The mess at the camp I just left has a sign on the door that says, “boots must not be worn”, “no dirty work clothes”, etc.
Workers clubs here are generally just union dives, where union members can go and whinge collectively about how much they hate their bosses, whilst not doing anything to make themselves bosses.
I guess a working man’s club would be like the Elk’s Club, whereas a man’s club might be something more like Babylon’s.
I guess I’m pretty manly? Darn…
I had a sudden, horrible thought. By this definition, Adam, is any man that does not comply become a metrosexual? Because you know, I don’t mind the whole wearing checked shirts and moisturising your hands, that’s all okay, but the word “metrosexual” is really hard to use in a sentence.

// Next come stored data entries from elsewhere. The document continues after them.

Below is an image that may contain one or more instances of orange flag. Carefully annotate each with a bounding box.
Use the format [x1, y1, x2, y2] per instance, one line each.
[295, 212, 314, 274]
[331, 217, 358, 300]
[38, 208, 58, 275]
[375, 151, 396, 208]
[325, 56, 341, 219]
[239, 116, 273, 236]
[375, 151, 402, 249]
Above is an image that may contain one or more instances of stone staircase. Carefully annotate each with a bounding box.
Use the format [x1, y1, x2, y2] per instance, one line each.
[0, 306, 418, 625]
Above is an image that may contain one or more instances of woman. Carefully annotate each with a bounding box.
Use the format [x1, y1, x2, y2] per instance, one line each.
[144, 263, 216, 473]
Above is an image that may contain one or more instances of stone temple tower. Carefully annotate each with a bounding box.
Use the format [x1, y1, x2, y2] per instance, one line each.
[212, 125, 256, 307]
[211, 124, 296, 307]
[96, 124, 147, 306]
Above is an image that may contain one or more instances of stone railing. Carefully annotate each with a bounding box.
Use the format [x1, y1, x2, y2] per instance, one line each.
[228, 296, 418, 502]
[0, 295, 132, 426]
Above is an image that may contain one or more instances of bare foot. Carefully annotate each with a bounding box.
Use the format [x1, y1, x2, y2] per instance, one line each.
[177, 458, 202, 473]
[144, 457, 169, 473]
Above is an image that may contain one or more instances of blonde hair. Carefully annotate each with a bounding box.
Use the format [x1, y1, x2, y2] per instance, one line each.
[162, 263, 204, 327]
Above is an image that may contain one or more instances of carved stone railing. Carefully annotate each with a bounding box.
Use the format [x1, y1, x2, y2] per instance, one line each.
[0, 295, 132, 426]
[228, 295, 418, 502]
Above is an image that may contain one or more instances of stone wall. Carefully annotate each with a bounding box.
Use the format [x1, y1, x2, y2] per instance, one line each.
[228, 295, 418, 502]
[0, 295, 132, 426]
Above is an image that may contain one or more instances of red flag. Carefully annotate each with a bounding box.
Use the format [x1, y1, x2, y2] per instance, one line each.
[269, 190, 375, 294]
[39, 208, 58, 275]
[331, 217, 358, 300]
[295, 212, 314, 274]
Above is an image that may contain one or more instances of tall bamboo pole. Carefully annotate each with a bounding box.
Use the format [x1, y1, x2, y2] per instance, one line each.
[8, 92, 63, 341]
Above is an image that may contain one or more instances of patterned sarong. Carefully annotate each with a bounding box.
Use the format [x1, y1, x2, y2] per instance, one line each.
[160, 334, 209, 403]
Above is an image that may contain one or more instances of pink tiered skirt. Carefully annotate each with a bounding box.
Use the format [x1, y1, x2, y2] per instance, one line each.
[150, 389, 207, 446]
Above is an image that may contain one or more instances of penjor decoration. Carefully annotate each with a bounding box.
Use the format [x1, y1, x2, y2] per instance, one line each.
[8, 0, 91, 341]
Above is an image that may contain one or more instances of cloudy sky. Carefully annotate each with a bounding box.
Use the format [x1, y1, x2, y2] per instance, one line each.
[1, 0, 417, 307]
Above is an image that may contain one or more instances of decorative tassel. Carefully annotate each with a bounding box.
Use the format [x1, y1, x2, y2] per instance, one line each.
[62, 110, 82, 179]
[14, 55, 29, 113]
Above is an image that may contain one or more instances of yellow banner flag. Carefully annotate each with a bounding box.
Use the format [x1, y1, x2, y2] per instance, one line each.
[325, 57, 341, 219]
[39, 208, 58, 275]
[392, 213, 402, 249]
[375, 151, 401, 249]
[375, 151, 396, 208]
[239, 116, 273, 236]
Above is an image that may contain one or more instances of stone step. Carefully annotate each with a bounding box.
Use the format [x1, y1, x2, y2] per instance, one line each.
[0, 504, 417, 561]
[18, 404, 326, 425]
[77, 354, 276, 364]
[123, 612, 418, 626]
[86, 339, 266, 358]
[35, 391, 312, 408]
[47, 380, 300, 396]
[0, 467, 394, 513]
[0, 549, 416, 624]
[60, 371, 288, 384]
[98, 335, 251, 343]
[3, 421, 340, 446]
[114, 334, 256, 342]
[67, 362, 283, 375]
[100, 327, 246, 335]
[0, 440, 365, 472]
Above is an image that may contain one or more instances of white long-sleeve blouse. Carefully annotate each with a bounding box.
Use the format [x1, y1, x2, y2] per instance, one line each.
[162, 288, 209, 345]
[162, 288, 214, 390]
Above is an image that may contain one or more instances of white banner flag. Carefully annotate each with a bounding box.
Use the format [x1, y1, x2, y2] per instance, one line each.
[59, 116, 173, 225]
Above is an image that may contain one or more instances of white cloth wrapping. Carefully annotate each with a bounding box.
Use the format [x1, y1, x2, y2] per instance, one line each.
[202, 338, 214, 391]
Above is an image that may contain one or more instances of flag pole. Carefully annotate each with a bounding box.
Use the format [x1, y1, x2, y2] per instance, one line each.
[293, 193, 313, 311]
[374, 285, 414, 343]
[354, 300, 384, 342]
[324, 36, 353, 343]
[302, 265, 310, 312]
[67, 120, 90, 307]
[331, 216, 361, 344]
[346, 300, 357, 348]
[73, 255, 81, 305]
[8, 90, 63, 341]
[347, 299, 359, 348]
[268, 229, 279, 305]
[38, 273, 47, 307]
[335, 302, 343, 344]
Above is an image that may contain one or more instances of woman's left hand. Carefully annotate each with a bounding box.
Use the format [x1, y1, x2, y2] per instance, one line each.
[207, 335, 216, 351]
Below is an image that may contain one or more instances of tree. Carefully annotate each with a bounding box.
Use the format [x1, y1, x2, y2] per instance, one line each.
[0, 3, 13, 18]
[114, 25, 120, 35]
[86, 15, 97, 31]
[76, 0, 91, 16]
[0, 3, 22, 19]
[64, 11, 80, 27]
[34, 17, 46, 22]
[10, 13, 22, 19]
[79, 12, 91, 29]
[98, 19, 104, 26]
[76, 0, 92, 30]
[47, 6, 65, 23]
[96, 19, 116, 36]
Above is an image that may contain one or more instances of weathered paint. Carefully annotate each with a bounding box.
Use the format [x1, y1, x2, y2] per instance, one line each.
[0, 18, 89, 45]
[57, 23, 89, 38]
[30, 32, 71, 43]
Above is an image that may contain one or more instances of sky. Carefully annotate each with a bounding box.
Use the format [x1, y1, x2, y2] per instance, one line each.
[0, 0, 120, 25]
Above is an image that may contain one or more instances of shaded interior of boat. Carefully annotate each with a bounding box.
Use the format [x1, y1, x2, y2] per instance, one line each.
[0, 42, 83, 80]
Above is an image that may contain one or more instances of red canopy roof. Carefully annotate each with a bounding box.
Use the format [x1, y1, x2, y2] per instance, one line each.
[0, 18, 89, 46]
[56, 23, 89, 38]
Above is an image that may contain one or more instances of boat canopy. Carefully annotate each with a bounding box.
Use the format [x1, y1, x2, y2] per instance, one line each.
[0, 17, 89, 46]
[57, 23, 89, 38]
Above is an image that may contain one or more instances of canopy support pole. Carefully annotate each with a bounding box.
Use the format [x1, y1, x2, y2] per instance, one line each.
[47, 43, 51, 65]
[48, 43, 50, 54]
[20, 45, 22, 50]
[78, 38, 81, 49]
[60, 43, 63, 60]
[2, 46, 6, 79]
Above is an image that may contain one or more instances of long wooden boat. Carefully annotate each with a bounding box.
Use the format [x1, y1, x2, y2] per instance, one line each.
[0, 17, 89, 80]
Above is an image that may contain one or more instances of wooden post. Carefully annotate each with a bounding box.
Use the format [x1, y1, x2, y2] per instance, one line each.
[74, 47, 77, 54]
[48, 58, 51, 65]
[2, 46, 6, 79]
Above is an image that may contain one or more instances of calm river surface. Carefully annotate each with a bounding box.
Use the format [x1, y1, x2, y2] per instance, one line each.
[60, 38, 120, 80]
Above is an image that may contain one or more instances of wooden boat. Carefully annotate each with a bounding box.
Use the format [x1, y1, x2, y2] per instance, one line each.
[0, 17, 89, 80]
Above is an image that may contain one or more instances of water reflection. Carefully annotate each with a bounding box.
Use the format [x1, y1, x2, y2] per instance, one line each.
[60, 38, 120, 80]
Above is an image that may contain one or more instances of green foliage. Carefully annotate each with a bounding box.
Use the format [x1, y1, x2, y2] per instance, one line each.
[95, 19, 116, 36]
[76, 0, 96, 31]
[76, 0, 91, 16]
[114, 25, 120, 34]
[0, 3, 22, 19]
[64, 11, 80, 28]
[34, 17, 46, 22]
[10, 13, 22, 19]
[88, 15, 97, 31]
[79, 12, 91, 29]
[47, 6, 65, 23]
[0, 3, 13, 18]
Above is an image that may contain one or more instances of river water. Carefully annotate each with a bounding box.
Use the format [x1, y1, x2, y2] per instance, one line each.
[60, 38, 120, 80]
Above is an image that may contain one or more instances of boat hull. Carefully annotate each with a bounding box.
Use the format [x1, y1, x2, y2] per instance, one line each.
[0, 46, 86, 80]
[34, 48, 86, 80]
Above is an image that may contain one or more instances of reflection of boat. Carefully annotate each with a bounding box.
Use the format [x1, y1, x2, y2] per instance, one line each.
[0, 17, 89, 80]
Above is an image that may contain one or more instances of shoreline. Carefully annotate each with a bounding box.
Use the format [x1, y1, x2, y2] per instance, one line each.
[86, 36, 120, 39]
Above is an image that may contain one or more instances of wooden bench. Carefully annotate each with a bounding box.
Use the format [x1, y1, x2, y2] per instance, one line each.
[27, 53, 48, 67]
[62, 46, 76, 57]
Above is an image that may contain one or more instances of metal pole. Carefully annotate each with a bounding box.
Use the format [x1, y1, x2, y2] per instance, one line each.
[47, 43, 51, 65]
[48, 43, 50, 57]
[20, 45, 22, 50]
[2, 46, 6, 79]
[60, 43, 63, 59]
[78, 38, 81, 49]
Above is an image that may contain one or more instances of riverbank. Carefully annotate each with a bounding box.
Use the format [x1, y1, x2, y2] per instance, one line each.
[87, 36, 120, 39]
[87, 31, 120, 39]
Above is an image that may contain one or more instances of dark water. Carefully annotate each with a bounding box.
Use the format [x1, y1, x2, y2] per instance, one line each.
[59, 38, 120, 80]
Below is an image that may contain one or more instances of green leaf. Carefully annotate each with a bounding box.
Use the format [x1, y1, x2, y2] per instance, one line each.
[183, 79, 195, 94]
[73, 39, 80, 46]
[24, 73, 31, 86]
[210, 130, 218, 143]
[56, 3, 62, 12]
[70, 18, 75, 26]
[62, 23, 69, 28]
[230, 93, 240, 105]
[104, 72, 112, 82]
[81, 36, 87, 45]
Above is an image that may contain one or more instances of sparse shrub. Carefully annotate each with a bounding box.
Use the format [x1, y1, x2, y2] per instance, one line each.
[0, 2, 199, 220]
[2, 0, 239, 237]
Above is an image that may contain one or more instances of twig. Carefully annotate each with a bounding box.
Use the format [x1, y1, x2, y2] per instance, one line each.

*Dissappears off on a random tangent* Does anyone else find the word lesbian really fun to say? I wish I knew some gay girls, partly so I could finally find a girlfriend, and mostly so I would finally have an excuse to regularly say “lesbanims”. It’s so fun. And yes, I stole that variation from Friends. I feel shame.
*Dissappears further* And does anyone else think that there should be cool names for the other sexualities as well? All we gots is “straight” for hetrosexuals, “gay” for homoesexuals, “lesbian”, of course for female homoesexuals, and “lazy gay”/”greedy hetro” for bisexuals. There are two problems with this. One, I am so not greedy. Lazy, maybe, greedy, no. And two, the rest of us want awesome names too! Surely straight people find it really boring to be stuck on the “straight” and narrow all the time?
Does anyone else understand/agree with/disagree with what I’m saying?
Please excuse me. I spelt homosexual wrong, twice, and end of the first sentence of that post is totally grammatically incorrect. I’m sorry. I do read these comments through before I post them, but I guess it’s not enough!